PROGRAMME FOR RURAL IRRIGATION DEVELOPMENT
PRIDE intends to contribute to the resilience of smallholder communities. Its goal is to reduce vulnerability to food insecurity, to climate change effects and to the vagaries of the market. The Programme Development Objectives is to enable smallholder farmers to sustainably enhance their production levels to such a degree that they can provide for their household nutritional demands and deliver produce to viable markets.
The main thrust of PRIDE is to develop new irrigation schemes, enabling smallholder farmers to transition from low to high value crops and from subsistence to commercial farming.
PRIDE PLANNING AND OPERATIONS
All farmers in the schemes are expected to be members of a Water User Association (WUA) which are expected to manage operations of the scheme. In each WUA, the members should have secure land tenure through a medium to long term lease or granting of a permanent customary user right. PRIDE is adopting a catchment approach to irrigation, which entails an integrated approach to mitigate land degradation and increase production in upstream rain-fed areas while at the same time protecting irrigation assets downstream.
To achieve this, PRIDE has targeted “hot spots” to mitigate land degradation in the catchment area of each scheme. PRIDE is supporting the implementation of sustainable soil and water management techniques using the catchment approach. Village Level Action Plans (VLAPS) and Catchment Management Plans have been developed for each scheme cluster with the participation of farmers. This approach is expected to increase the water buffer capacity of the catchment and consequently increasing resilience to climatic risks.
This sub-component targets the preparation stage for all investments (including component 2) in the scheme cluster areas. This includes land agreements for irrigation development, operation and maintenance of irrigation schemes by WUAs as well as the WUA establishment. Specifically, all activities to achieving a prior and informed consent by landowners for irrigation investment through PRIDE are executed under this sub-component. In the 2018-19 Financial Year (FY), preliminary participatory land agreements for irrigation development with the beneficiary communities were signed in the following irrigation sites: Matoponi and Mlooka in Zomba Witimba (Marko) and Mafinga Hills in Chitipa Kasimba, Mwenilondo and Kasano in Karonga Chipofya in Rumphi Nkhulambe in Phalombe
The main focus of this sub-component is the development of 15 irrigation schemes, covering about 5,200 hectares. Investments in this sub-component are guided by the Irrigation Master Plan and Investment Framework (IMPIF). Environmental and Social Impacts Assessments and related management plans will be carried out in all the target areas upon screening exercise indicating this need. These safeguard studies will be carried out under this component to determine environmental safeguard measures that will require to be integrated into the schemes
Intense rains on land without sufficient soil erosion deterrents often lead to floods and accentuate land degradation. Based on the outcomes of studies in various catchments, soil loss is estimated to average a staggering 20 onnes/ha/annum in Malawi. This contributes to a reduction in crop yields of more than 4% per year. This sub- mponent is aimed at conserving soil and reducing excess soil run-off for the sustainability of the irrigation investments under PRIDE. The specific sub-component goal is to have 40% of the land that was classified as eroded or erosion-prone eclassified as not at-risk in the target catchments.
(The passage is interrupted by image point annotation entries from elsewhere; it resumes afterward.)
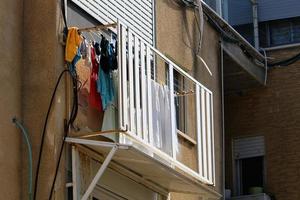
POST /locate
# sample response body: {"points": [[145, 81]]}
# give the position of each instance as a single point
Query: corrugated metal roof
{"points": [[136, 14], [240, 11]]}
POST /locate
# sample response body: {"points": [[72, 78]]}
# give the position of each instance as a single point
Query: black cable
{"points": [[70, 122], [286, 62], [44, 132]]}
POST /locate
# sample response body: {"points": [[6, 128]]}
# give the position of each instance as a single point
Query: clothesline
{"points": [[99, 27]]}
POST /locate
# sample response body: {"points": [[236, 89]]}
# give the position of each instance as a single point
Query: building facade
{"points": [[261, 124], [158, 47]]}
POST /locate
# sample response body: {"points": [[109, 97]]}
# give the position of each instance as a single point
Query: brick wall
{"points": [[274, 112]]}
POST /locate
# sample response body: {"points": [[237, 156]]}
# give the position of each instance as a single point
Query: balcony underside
{"points": [[149, 168], [240, 72]]}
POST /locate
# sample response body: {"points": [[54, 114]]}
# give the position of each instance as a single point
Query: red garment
{"points": [[94, 98]]}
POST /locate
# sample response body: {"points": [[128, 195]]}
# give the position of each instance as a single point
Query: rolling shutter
{"points": [[249, 147], [135, 13]]}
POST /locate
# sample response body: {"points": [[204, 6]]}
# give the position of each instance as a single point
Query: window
{"points": [[250, 174], [249, 164], [281, 32]]}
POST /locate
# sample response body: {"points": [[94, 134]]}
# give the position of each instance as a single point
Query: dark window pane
{"points": [[296, 31], [252, 173], [280, 33]]}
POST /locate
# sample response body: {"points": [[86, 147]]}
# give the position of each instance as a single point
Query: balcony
{"points": [[165, 130]]}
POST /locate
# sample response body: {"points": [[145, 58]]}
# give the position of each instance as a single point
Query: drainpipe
{"points": [[255, 23], [29, 150], [223, 116]]}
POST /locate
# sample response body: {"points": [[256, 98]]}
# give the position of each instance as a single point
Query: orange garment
{"points": [[73, 41]]}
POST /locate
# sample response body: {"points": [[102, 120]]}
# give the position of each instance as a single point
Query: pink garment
{"points": [[94, 98]]}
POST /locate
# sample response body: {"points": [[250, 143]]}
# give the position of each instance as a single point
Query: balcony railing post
{"points": [[124, 77], [203, 127], [149, 92], [199, 134], [173, 113], [144, 93], [137, 86], [120, 95], [209, 139], [131, 94]]}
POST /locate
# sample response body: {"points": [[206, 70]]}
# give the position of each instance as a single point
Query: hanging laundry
{"points": [[88, 61], [83, 49], [108, 59], [94, 98], [105, 87], [73, 41], [97, 48], [110, 114], [161, 118]]}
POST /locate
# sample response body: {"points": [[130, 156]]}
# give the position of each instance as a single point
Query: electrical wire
{"points": [[286, 62], [44, 132]]}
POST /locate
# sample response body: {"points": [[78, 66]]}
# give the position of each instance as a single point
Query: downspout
{"points": [[223, 121], [255, 23], [27, 141]]}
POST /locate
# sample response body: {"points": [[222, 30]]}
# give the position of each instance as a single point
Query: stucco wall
{"points": [[11, 30], [43, 62], [273, 112], [177, 36]]}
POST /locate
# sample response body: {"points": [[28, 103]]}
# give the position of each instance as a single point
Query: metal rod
{"points": [[99, 173], [100, 27], [74, 172], [98, 133]]}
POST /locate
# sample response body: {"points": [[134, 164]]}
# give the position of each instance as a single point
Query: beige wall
{"points": [[274, 112], [177, 36], [43, 62], [11, 30]]}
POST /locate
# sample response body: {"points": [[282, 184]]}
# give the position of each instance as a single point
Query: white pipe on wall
{"points": [[255, 23]]}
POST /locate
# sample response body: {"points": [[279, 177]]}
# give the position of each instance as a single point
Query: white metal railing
{"points": [[137, 69]]}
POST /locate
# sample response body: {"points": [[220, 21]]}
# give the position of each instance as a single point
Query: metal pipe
{"points": [[27, 141], [223, 116], [255, 23]]}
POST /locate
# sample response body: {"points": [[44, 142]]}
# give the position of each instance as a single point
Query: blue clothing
{"points": [[105, 87], [72, 65]]}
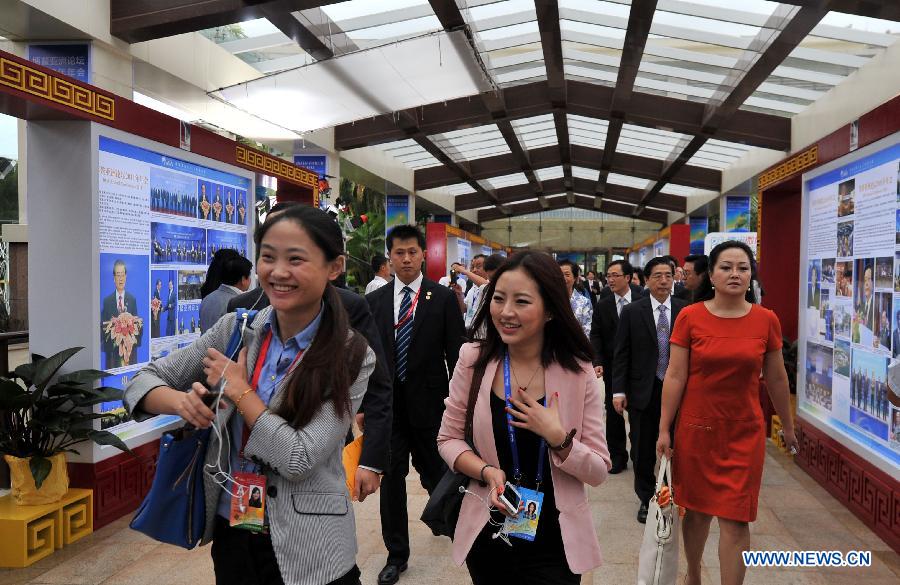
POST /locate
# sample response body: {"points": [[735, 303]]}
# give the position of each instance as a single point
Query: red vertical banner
{"points": [[436, 246], [680, 241]]}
This sub-component focuses on training of smallholder farmers on good agricultural practices on both rain-fed and irrigated land in the target areas. Further, documentation of GAPs and training of extension staff and lead farmers on GAPs are all covered within this sub-component
This sub-component complements sub-component 2.1 in that, upon enhanced productive capacities of the farmers, the smallholder farmers are thereafter linked to improved markets to increase their income for their livelihoods. The key outcomes and outputs under this sub-component include:- 15,000 smallholder farmers trained in production, post –production, processing and marketing Six commodity platforms established and continued by their members Six product-market combinations selected, researched and documented Twelve viable business cases submitted by private sector agencies aimed to better link markets to irrigated production
Child stunting and anemia are endemic in Malawi and their reduction has so far – despite macroeconomic progress – been sluggish. PRIDE intends to contribute to scaling-up nutrition (SUN) by a combination of actions. These efforts aim to reduce child stunting by 80% at the end of the Programme period. PRIDE plans to impact on reduced levels of child stunting through integrating nutrition aspects in the GAPs that it promotes, by addressing homestead nutrition opportunities and by linking nutrition education to the introduction of improved cooking stoves. It is theorized that time savings from fuel wood collection can be (partially) used to improve the process of food preparation itself. Under this sub-component, PRIDE aims to train 15,000 women on various aspects of nutrition. Efforts to improve utilization of improved cooking stoves and enhanced availability of spare parts of improved cooking stoves on local markets serving the scheme cluster areas will also be pursued under this sub-component.